Elections in Lee’s Summit can be a noisy affair, both visually and in rhetoric.

The yellow firefighter union signs. The Foundations for our Future banners. The endorsements. Sometimes a little fear-mongering. Oftentimes, hyperbole galore.

John Beaudoin

COMMENTARY | John Beaudoin

In this year’s Lee’s Summit R7 Board of Education race, you can add to the noise a little partisanship too.

But you’ll have to listen carefully, because it might be pretty quiet.

On top of those Political Action Committees that we’ve come to be familiar with each election cycle, the Lee’s Summit Democrats and Jackson County Republicans are more than dipping their collective toes in the nonpartisan school board and city council races, it seems.

When candidate Monte Helm dropped out of the race for school board last week, the timing seemed odd to me. Although we have seen this movie before, it is highly unusual for a candidate to back out once their name is solidified on the ballot.

I began to deduce that perhaps one of our local PACs had a hand in Helm’s departure. So I called over to their chairman, Shellie Montemurro, who was quick to set the record straight.

“One of the things we do not do is endorse any candidate,” Montemurro said by phone. “We really want our members and community members to get involved in the election process.”

The Lee’s Summit Democrats’ activities began to ramp up around 2017 when, Montemurro notes, the group saw a void in how voters were being educated on school board and city council races.

If you remember back to that time, Missouri State Sen.
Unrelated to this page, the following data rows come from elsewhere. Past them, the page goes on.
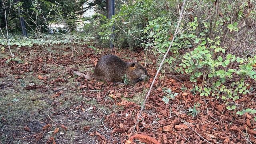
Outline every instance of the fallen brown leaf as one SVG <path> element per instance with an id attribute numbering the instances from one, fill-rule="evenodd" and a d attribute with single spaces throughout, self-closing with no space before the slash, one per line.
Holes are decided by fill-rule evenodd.
<path id="1" fill-rule="evenodd" d="M 42 80 L 43 79 L 43 77 L 42 76 L 41 76 L 39 74 L 39 75 L 38 75 L 38 79 L 39 80 Z"/>
<path id="2" fill-rule="evenodd" d="M 62 94 L 63 93 L 63 92 L 62 91 L 56 93 L 56 94 L 54 94 L 53 96 L 52 96 L 52 97 L 56 98 L 56 97 L 59 97 L 61 96 Z"/>
<path id="3" fill-rule="evenodd" d="M 182 94 L 181 94 L 181 96 L 186 96 L 188 94 L 189 94 L 189 93 L 182 93 Z"/>
<path id="4" fill-rule="evenodd" d="M 24 129 L 24 130 L 26 131 L 27 132 L 30 131 L 30 129 L 29 127 L 27 127 L 27 126 L 24 126 L 24 127 L 23 128 L 23 129 Z"/>
<path id="5" fill-rule="evenodd" d="M 174 126 L 174 128 L 184 128 L 185 129 L 188 128 L 188 127 L 185 124 L 176 125 Z"/>
<path id="6" fill-rule="evenodd" d="M 68 128 L 66 126 L 64 126 L 63 124 L 61 125 L 61 128 L 63 128 L 65 130 L 68 130 Z"/>
<path id="7" fill-rule="evenodd" d="M 52 126 L 52 125 L 51 124 L 46 124 L 44 126 L 43 126 L 42 129 L 43 130 L 48 130 L 48 129 Z"/>
<path id="8" fill-rule="evenodd" d="M 139 140 L 141 142 L 146 142 L 147 144 L 161 144 L 154 138 L 142 134 L 137 134 L 131 136 L 125 142 L 125 144 L 132 143 L 134 139 Z"/>
<path id="9" fill-rule="evenodd" d="M 164 130 L 166 132 L 169 132 L 172 130 L 173 126 L 171 125 L 164 126 Z"/>
<path id="10" fill-rule="evenodd" d="M 84 126 L 83 129 L 84 130 L 84 131 L 86 132 L 87 132 L 88 130 L 90 130 L 90 126 Z"/>

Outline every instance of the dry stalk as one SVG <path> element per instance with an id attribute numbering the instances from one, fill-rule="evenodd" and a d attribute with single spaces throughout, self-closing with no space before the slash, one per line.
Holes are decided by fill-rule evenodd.
<path id="1" fill-rule="evenodd" d="M 189 2 L 189 0 L 188 0 L 188 3 Z M 146 96 L 146 98 L 145 98 L 145 100 L 144 100 L 144 102 L 143 102 L 143 104 L 142 104 L 142 106 L 141 106 L 141 109 L 140 109 L 140 113 L 139 113 L 139 114 L 138 116 L 138 117 L 137 118 L 137 120 L 136 120 L 136 122 L 135 122 L 135 124 L 134 126 L 134 128 L 133 129 L 133 131 L 132 132 L 134 132 L 134 131 L 135 130 L 135 128 L 136 128 L 136 125 L 137 125 L 137 124 L 138 123 L 138 121 L 139 118 L 141 116 L 141 112 L 143 110 L 143 109 L 144 108 L 144 107 L 145 106 L 145 104 L 146 104 L 146 101 L 147 100 L 147 99 L 148 99 L 148 96 L 149 96 L 149 95 L 150 94 L 150 92 L 151 92 L 151 90 L 152 89 L 152 88 L 153 87 L 153 86 L 154 85 L 154 84 L 155 82 L 155 81 L 156 81 L 156 78 L 157 78 L 158 75 L 158 73 L 159 73 L 159 72 L 160 71 L 160 70 L 161 70 L 161 69 L 162 68 L 162 65 L 164 63 L 164 60 L 165 60 L 165 58 L 166 58 L 166 56 L 167 56 L 167 54 L 169 52 L 169 51 L 170 51 L 170 49 L 171 47 L 172 47 L 172 43 L 173 42 L 173 41 L 174 41 L 174 38 L 175 38 L 175 36 L 176 36 L 176 35 L 178 33 L 178 30 L 179 29 L 179 26 L 180 25 L 180 21 L 181 20 L 181 19 L 182 19 L 182 16 L 183 16 L 184 15 L 184 14 L 185 12 L 185 11 L 186 11 L 186 8 L 185 8 L 185 9 L 184 9 L 184 7 L 185 6 L 185 3 L 186 3 L 186 0 L 184 0 L 184 1 L 183 2 L 183 4 L 182 4 L 182 8 L 181 8 L 181 10 L 180 11 L 181 12 L 180 13 L 180 18 L 179 18 L 179 20 L 178 20 L 178 24 L 177 24 L 177 27 L 176 28 L 176 30 L 175 30 L 175 32 L 174 32 L 174 34 L 173 35 L 173 37 L 172 38 L 172 42 L 171 42 L 171 44 L 170 44 L 170 46 L 169 46 L 169 48 L 168 48 L 168 50 L 167 50 L 167 51 L 166 51 L 166 53 L 165 53 L 165 54 L 164 55 L 164 58 L 162 60 L 162 62 L 161 62 L 161 63 L 160 64 L 160 65 L 159 66 L 159 67 L 158 70 L 157 70 L 157 72 L 156 72 L 156 75 L 155 75 L 155 77 L 154 77 L 154 80 L 153 80 L 153 82 L 152 82 L 152 83 L 151 84 L 151 85 L 150 86 L 150 88 L 149 88 L 149 90 L 148 92 L 148 94 L 147 94 L 147 96 Z"/>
Mike Cierpoit was running a rather nasty campaign to keep his seat in a special election against now Lee’s Summit council member Hillary Shields.

“We thought after the 2017 special elections and 2018 election, a lot of people felt alone,” Montemurro said.

Montemurro said the group spends no money on nonpartisan elections, choosing rather to encourage and engage voters.

“We are not recruiting and specifically asking candidates to run, whatsoever,” she said.

Their activities differ from Foundations for our Future, whose stated mission includes “to seek out and support the next generation of city leaders in Lee’s Summit.” Clearly a nod to the fact that this particular group does not just endorse candidates, but they could be actively recruiting for local council and school boards seats as well.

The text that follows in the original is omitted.